“Men should be either treated generously or destroyed, because they take revenge for slight injuries-for heavy ones they cannot.” Russian mob boss Viggo clearly hasn’t brushed up on his Machiavelli lately or he would have put two to the dome of hit man extraordinaire John Wick years ago. Viggo owes his current position as crime prince of New York largely to John Wick’s audacious gun-fu skills. John Wick is so badass according to Viggo that he explains, “John wasn’t exactly the boogeyman. He’s the one you sent to kill the fucking boogeyman.”
On the back of this lethal and frankly ludicrous résumé John Wick is allowed to retire quietly into a minimalist green/grey tinged heaven alongside his angelic wife Helen. Life is sweet for John Wick. He has a spotless garage, an old muscle car and a wife who can admonish his countless sins. Tragedy isn’t far away for a man with so much blood on his hands so Helen contracts a terminal disease and dies in a dreamy montage that treads a fine line between Tarkovskian pathos and Zucker, Abrahams and Zucker lunacy.

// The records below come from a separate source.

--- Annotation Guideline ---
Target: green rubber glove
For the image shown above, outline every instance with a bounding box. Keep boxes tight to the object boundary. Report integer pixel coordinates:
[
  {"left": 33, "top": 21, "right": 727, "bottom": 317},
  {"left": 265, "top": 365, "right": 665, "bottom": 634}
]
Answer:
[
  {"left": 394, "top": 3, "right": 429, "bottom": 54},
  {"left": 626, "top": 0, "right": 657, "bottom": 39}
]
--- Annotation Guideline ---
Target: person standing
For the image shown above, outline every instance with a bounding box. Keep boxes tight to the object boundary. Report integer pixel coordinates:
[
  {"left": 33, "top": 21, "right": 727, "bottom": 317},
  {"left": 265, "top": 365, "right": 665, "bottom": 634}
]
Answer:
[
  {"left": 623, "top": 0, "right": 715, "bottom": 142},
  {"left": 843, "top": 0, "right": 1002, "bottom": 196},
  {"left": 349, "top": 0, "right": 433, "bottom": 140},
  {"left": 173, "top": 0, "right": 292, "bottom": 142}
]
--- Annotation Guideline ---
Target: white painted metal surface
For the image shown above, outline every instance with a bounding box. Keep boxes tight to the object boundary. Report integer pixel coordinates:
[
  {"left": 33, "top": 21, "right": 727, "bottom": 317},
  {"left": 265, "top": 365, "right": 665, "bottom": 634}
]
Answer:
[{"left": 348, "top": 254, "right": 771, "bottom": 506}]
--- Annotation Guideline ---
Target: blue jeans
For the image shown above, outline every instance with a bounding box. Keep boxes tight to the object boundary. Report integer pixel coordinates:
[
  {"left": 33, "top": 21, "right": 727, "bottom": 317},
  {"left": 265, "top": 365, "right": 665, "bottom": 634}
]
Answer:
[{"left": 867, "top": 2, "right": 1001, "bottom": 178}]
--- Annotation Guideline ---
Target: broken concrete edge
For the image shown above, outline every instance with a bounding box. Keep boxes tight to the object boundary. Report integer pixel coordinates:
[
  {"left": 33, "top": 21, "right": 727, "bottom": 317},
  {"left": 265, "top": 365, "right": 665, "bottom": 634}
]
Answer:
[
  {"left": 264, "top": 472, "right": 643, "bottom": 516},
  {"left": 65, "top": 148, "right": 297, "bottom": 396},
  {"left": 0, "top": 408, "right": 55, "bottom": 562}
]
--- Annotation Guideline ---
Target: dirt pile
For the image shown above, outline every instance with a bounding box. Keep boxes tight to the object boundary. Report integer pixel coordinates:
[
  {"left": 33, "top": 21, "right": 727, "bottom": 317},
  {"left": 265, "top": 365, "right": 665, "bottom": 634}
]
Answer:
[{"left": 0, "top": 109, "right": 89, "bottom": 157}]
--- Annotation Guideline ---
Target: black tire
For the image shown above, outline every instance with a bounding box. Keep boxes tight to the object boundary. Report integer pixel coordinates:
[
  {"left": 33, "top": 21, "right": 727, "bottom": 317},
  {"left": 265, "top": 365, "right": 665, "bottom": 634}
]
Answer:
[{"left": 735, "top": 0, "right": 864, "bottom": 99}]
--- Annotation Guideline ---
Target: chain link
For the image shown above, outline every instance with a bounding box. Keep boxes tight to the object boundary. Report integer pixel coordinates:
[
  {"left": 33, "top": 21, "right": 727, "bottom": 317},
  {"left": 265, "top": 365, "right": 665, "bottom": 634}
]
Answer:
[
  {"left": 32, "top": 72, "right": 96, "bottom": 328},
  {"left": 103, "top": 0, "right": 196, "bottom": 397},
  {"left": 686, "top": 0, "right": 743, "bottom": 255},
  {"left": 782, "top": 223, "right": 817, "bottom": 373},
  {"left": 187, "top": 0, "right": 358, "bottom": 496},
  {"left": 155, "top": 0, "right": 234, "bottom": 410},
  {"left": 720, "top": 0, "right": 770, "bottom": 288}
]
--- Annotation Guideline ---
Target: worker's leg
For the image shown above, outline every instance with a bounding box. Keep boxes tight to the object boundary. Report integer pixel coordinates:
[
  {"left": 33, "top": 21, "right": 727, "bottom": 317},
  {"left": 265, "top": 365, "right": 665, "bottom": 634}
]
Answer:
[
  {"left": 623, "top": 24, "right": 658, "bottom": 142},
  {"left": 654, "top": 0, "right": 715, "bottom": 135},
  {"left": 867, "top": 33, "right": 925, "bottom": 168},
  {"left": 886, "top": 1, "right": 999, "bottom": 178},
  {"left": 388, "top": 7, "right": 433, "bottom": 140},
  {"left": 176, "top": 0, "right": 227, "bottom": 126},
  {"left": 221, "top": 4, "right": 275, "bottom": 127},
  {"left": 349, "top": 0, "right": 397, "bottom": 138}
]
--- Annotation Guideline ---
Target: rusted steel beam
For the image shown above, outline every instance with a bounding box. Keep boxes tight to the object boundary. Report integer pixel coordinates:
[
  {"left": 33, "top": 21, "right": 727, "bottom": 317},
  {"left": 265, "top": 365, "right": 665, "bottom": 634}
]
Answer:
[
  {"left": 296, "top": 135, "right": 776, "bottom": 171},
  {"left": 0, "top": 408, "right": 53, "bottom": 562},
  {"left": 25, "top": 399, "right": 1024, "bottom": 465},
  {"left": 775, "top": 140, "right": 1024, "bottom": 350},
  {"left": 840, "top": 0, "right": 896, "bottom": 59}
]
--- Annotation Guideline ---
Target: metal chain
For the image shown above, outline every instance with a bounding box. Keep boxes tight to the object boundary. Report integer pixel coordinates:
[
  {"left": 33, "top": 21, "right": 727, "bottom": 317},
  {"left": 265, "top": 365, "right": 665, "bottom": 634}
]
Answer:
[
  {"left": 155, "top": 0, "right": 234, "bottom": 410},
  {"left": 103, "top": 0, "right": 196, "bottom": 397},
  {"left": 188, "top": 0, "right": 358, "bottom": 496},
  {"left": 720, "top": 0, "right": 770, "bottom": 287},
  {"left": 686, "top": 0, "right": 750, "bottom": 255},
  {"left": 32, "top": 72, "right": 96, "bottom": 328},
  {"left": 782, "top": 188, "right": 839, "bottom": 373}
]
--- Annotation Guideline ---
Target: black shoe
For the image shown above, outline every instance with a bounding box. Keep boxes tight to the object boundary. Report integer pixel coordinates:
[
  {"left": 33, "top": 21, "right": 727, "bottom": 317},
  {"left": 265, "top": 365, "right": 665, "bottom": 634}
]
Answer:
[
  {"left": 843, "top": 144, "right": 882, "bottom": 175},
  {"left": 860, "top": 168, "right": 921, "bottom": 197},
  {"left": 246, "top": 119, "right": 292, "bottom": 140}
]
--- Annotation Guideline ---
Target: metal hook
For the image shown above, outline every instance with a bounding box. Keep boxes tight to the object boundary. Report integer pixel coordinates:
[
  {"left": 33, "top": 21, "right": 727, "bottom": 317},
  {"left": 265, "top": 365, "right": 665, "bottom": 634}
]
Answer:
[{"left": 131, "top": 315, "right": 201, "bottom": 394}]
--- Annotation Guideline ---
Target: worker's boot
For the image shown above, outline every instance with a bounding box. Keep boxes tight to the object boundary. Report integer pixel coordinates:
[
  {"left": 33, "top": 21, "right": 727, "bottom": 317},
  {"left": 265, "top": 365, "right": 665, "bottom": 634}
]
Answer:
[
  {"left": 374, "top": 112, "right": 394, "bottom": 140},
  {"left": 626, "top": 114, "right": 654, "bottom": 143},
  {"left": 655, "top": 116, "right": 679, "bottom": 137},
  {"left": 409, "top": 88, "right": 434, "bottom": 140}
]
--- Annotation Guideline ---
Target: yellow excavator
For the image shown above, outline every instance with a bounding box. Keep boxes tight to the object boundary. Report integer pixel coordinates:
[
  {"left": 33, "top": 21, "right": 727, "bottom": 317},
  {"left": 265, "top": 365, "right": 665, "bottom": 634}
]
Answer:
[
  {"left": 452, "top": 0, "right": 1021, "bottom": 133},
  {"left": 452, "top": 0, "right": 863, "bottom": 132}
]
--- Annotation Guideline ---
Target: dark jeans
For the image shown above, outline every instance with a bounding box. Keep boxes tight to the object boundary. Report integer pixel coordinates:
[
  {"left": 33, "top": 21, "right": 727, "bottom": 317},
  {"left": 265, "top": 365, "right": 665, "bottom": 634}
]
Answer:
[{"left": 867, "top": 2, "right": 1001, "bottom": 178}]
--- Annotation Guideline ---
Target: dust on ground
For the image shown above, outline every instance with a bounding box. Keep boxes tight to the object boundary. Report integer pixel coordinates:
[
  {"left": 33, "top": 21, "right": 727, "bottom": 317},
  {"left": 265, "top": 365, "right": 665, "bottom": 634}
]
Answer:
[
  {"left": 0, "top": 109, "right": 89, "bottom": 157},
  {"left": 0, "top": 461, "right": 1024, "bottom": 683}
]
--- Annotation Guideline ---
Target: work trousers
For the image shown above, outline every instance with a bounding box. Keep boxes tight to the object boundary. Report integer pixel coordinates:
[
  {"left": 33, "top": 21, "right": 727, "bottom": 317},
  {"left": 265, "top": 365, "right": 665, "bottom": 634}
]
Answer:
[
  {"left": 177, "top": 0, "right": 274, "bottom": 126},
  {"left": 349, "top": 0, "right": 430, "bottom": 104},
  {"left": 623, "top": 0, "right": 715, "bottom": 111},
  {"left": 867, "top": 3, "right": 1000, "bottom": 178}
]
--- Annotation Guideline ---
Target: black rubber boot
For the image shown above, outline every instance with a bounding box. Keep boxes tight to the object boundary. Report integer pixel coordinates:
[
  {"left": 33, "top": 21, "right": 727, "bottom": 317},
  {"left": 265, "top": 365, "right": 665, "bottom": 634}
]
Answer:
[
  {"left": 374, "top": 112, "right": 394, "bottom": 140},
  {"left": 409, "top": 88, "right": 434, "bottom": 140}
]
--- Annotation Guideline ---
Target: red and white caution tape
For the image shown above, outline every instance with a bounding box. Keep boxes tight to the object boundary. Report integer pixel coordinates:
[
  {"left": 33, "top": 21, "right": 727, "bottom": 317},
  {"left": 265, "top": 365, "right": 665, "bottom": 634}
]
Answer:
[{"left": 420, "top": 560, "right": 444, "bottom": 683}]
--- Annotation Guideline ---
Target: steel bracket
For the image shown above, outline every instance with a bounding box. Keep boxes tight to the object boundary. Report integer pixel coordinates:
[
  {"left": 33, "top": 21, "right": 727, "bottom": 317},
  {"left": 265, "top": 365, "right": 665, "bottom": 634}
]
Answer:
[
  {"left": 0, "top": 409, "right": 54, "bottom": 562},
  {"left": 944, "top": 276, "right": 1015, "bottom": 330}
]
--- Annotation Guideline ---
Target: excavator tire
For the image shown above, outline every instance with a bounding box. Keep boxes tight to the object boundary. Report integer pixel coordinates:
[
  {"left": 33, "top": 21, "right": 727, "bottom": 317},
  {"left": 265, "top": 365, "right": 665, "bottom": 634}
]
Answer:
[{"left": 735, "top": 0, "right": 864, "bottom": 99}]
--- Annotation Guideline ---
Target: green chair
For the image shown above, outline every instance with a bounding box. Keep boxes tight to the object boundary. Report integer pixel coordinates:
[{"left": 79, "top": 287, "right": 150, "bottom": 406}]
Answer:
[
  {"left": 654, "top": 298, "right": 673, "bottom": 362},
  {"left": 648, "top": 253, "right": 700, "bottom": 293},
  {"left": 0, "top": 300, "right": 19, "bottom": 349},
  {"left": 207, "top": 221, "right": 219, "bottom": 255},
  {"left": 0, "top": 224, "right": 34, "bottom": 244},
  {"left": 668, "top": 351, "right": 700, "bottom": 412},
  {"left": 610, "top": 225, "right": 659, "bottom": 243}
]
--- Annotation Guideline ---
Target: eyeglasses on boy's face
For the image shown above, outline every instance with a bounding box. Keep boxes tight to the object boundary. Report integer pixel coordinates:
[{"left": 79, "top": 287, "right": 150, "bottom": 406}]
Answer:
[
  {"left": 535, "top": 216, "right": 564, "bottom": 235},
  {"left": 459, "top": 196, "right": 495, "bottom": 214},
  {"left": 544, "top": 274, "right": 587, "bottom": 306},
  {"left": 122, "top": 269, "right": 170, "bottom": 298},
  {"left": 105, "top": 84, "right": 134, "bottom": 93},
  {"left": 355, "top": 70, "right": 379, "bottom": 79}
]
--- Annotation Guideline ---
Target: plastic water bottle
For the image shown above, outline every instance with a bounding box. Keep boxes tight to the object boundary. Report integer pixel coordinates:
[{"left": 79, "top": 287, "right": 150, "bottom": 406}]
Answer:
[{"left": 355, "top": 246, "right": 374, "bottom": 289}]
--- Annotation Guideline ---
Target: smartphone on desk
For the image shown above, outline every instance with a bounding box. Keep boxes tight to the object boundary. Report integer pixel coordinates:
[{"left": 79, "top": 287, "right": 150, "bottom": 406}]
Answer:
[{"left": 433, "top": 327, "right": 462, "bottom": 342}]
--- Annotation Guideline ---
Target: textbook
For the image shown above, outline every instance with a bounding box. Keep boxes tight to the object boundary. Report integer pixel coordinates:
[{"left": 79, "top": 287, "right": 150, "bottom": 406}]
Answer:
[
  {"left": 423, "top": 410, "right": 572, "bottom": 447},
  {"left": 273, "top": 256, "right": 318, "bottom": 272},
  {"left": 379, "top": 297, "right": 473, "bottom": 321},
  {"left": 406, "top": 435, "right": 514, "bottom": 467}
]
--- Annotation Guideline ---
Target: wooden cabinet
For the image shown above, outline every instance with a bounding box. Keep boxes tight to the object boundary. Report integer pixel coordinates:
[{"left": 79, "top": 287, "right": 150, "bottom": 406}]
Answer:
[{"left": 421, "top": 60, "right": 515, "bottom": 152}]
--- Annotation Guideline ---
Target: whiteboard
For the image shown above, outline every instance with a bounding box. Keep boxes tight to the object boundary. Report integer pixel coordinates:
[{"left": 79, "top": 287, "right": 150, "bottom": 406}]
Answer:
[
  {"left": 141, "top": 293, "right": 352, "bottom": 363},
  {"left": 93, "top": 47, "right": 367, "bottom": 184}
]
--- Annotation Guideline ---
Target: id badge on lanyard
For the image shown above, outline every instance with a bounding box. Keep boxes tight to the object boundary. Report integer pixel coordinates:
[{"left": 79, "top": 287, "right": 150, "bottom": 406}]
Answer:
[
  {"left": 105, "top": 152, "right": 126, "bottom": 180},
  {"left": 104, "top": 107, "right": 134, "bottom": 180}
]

Someone had to pay for so much murder so why not the innocent spouse? Helen is so forgiving that even from beyond the grave she can deliver a ready trained puppy that will teach John Wick to love again and hopefully stop him from dusting off the automatics. However Viggo has the obligatory psycho for a son, Iosef, who soon makes a schoolboy error by stealing John Wick’s car, killing his dog and leaving John Wick breathing. For old times sake Viggo wants to make it right but blood is thicker than water so he decides to get his retaliation in first. When Viggo asks his right hand man Avi to task a crew Avi asks, “how many?” to which Viggo replies, “how many do you have?”
Viggo has not only neglected his Machiavelli but also his motivational skills to boost his organization’s self esteem. Every opportunity he gets Viggo talks up John Wick’s legendary status whilst giving his own men no chance. His countless hordes of Russian heavies are defeated before they can even squeeze a shot off. Viggo waxes lyrical about John Wick in a series of hysterical zingers, “in a bar, I once saw him kill three men… with a pencil.” Or how about this piece of wisdom to flatten your day? “John will come for you and you will do nothing, because you can’t do nothing.”
“John Wick” as a movie shoots itself in foot time and time again by the constant stream of superlatives used by Viggo and every other character that picks up a phone or sits down in a neon nightclub. Nearly every line of dialogue is answered by, “John Wick.” Most lethal killer? “John Wick.” Best haircut? “John Wick.” Capital of France? “John Wick.” What should have been a gloriously exploitative revenge flick is hamstrung as any hint of tension or jeopardy is eradicated, as we know John Wick will blow all of his enemies away. Not since early Steven Seagal movies (or dare one say it, “The Matrix Trilogy”) has an action hero breezed past so many heavies without breaking a sweat, thus rendering all of the inventive fight set-pieces strangely dull and mechanical.
Keanu Reeves scrubs up well as John Wick, chiseled and brooding and you can see him treading the Liam Neeson path for some time to come in his own John Wickiverse. Much like “Lock, Stock & Two Smoking Barrels” John Wick inhabits a visually stylish heightened criminal reality where clichés and criminal codes are there to be restored and broken and death comes at the impossible rate of an online first-person shooter. No doubt “John Wick” will return for a sequel and proves Ivana Trump’s point when she said, “Gorgeous hair is the best revenge.” To which you can answer, “John Wick.”